Avec Asfar, Benjamin Attahir nous assène une partition de plus de 16mn, riche en coupes et syncopes alla Chostakovitch, rythmes nerveux, fouettés, menés tambour battant, sans guère de pause jusqu’à 7’50 : virée en enfer, ou chevauchée folle qui à10’30 atténue sa course effrénée et recherche en suspensions incertaines, un nouveau souffle. La traversée se fait alors plus intérieure et presque hallucinée entre deux mondes. Avant la reprise du motif initial qui prépare la fin, plus tendue et ivre, syncopée comme une mécanique endiablée, machine en déroute qui s’est bloquée en mode panique… jusqu’à son dernier rictus un rien grimaçant.

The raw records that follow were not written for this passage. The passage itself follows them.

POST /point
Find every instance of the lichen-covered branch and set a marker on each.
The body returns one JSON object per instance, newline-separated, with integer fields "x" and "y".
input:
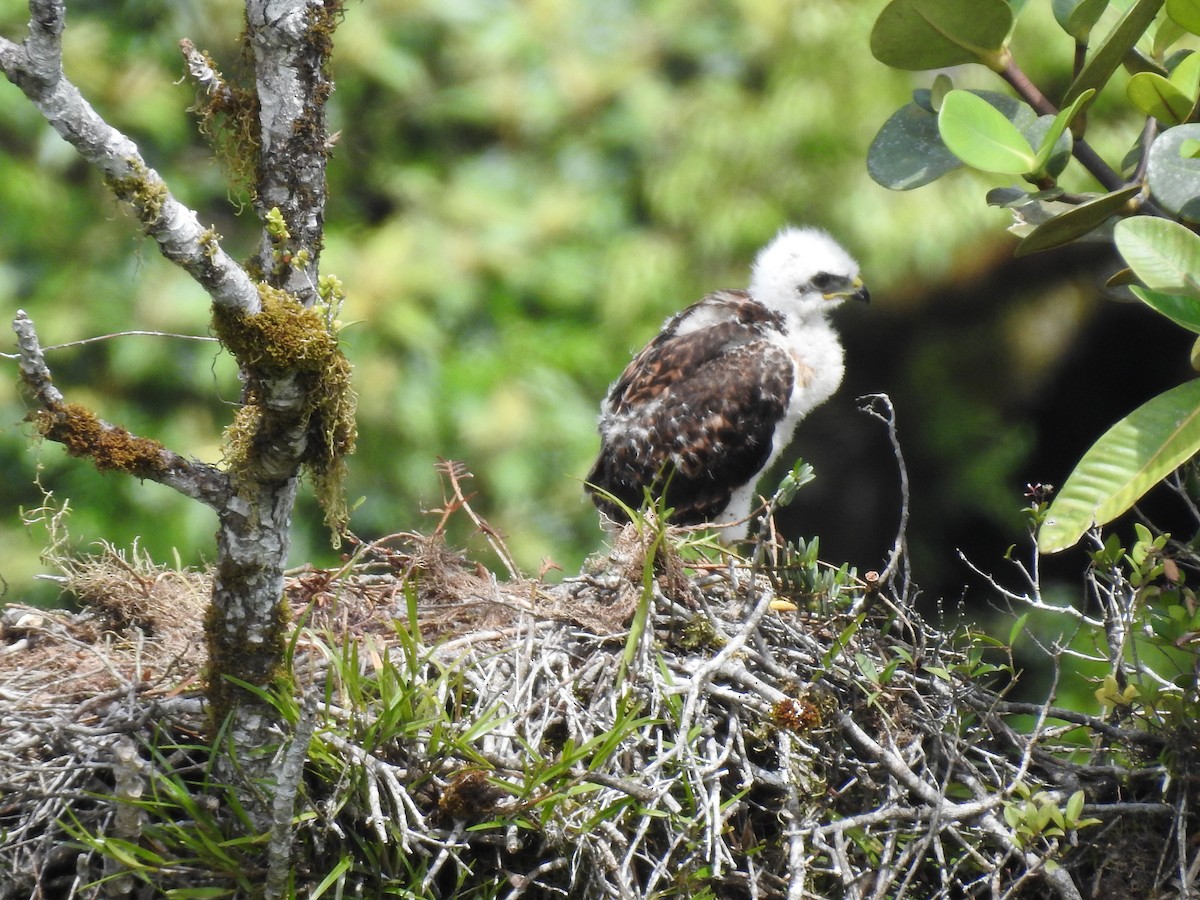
{"x": 35, "y": 65}
{"x": 109, "y": 447}
{"x": 292, "y": 43}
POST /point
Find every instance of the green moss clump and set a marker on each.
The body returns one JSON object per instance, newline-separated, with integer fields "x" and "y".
{"x": 282, "y": 339}
{"x": 109, "y": 448}
{"x": 233, "y": 654}
{"x": 147, "y": 196}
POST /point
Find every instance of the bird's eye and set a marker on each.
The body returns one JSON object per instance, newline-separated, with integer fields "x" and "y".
{"x": 825, "y": 281}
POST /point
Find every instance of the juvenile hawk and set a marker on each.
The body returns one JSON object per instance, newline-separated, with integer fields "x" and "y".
{"x": 711, "y": 402}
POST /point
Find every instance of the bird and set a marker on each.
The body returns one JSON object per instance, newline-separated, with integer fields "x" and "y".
{"x": 708, "y": 405}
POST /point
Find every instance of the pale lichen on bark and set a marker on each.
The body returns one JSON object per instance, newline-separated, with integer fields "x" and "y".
{"x": 288, "y": 400}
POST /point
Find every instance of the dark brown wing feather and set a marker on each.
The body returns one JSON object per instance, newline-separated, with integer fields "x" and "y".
{"x": 694, "y": 412}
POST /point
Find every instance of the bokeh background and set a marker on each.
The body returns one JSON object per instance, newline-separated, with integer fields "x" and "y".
{"x": 520, "y": 195}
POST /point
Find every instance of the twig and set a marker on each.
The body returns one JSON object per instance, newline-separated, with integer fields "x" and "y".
{"x": 870, "y": 405}
{"x": 287, "y": 784}
{"x": 108, "y": 445}
{"x": 36, "y": 67}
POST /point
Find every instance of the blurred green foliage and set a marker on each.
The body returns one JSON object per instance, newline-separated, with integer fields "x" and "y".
{"x": 521, "y": 192}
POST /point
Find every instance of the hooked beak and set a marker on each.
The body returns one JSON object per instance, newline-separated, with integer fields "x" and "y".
{"x": 855, "y": 291}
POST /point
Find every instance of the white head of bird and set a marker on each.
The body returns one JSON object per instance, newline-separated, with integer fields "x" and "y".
{"x": 804, "y": 273}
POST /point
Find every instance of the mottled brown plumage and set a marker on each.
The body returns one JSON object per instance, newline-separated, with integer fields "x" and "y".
{"x": 714, "y": 397}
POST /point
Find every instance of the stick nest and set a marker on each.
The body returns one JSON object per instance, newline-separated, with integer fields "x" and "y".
{"x": 655, "y": 726}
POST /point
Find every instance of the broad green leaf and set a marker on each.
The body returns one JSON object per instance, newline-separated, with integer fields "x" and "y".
{"x": 1049, "y": 143}
{"x": 1075, "y": 223}
{"x": 1186, "y": 13}
{"x": 1131, "y": 457}
{"x": 1157, "y": 96}
{"x": 907, "y": 151}
{"x": 1113, "y": 51}
{"x": 942, "y": 85}
{"x": 933, "y": 34}
{"x": 1165, "y": 35}
{"x": 1077, "y": 17}
{"x": 1013, "y": 197}
{"x": 1174, "y": 175}
{"x": 1186, "y": 76}
{"x": 982, "y": 137}
{"x": 1181, "y": 310}
{"x": 1164, "y": 255}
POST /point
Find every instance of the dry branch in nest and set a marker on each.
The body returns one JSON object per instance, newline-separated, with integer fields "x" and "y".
{"x": 454, "y": 735}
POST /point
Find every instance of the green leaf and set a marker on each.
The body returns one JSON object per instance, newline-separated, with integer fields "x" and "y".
{"x": 1075, "y": 223}
{"x": 1057, "y": 130}
{"x": 934, "y": 34}
{"x": 1174, "y": 175}
{"x": 1109, "y": 55}
{"x": 982, "y": 137}
{"x": 1075, "y": 807}
{"x": 1186, "y": 13}
{"x": 909, "y": 153}
{"x": 1183, "y": 311}
{"x": 1165, "y": 35}
{"x": 1157, "y": 96}
{"x": 1077, "y": 17}
{"x": 1164, "y": 255}
{"x": 1128, "y": 460}
{"x": 1186, "y": 76}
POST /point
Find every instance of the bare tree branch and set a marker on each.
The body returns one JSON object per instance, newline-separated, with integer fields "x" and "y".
{"x": 107, "y": 445}
{"x": 36, "y": 67}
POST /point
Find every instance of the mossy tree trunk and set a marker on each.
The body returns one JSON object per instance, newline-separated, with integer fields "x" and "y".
{"x": 274, "y": 316}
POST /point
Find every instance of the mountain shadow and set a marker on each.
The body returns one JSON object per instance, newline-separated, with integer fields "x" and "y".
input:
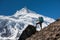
{"x": 52, "y": 32}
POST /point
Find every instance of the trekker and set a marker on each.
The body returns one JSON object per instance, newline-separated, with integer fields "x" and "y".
{"x": 40, "y": 19}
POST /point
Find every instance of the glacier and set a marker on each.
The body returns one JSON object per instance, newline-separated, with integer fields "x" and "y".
{"x": 11, "y": 27}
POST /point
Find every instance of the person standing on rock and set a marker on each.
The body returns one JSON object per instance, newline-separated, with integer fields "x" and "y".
{"x": 41, "y": 20}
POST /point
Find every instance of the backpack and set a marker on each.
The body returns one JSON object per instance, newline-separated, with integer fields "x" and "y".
{"x": 41, "y": 19}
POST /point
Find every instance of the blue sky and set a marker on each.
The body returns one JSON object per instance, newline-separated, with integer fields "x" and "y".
{"x": 50, "y": 8}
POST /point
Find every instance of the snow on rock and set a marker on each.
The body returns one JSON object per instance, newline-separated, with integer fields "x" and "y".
{"x": 10, "y": 26}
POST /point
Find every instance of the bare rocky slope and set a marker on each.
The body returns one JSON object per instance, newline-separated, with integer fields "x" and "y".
{"x": 52, "y": 32}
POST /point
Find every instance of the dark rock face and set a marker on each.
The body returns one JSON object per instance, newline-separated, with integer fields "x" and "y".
{"x": 52, "y": 32}
{"x": 27, "y": 32}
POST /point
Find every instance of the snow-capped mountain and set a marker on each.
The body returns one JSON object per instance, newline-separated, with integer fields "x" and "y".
{"x": 11, "y": 27}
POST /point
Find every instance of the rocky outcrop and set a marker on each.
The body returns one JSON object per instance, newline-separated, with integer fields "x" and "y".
{"x": 52, "y": 32}
{"x": 27, "y": 32}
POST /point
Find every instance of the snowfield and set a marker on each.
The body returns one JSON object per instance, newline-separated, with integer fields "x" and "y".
{"x": 11, "y": 27}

Le compositeur, aujourd'hui en résidence à l’Orchestre National de Lille, ne manque pas de tempérament, interrogeant le sens d’un développement formel sur le plan d’une tension, et sa détente où la question du sens et de la direction s’embrase littéralement. Mis en perspective avec le choix du visuel de couverture, nous sommes bien là dans l’esprit d’un road trip, traversée vertigineuse et intérieure sur la route, avec comme seul cap et repères, la ligne jaune ou blanche et les feux des voitures dans le rétro. Cela file à toute allure, en une nuit qui vacille et déroute.

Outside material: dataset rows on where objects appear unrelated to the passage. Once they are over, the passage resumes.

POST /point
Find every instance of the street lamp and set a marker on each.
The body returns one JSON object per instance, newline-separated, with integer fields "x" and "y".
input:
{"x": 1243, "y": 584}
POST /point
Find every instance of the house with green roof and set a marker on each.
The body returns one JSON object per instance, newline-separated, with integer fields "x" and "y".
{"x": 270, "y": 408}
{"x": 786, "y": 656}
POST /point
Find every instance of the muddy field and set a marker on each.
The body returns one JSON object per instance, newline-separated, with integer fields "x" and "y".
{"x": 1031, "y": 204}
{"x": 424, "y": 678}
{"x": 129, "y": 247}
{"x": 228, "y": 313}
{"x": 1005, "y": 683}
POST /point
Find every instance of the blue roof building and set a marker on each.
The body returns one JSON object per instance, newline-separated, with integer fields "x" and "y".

On ne saurait trop souligner avec quelle délicatesse et profondeur le Trio aborde la pièce maîtresse de Ravel (Trio en la, écrit à Saint-Jean de Luz, 1914), sommet chambriste du XXe s. Une brève recherche sur Internet les trouve, apprentis, à l’école de la finesse et de la subtilité sous l’œil et l’oreille perspicace du pianiste Menahem Pressler dont chacun recueille les conseils avisés, de l’allusion la plus ténue, à l’ivresse accentuée, de l’intériorité à la gravité tendre. Il en résulte l’or de cette lecture, parmi les plus riches et troublantes qui soient. Ne serait-ce que le premier mouvement, – le plus intime et secret « Modéré », pièce si difficile au départ (aussi la plus longue du cycle) et déjà révélatrice de la sonorité et de l’expérience de tous les groupes. Le geste et le son de Zadig nous offrent l’une des meilleures lectures du Trio ravéllien.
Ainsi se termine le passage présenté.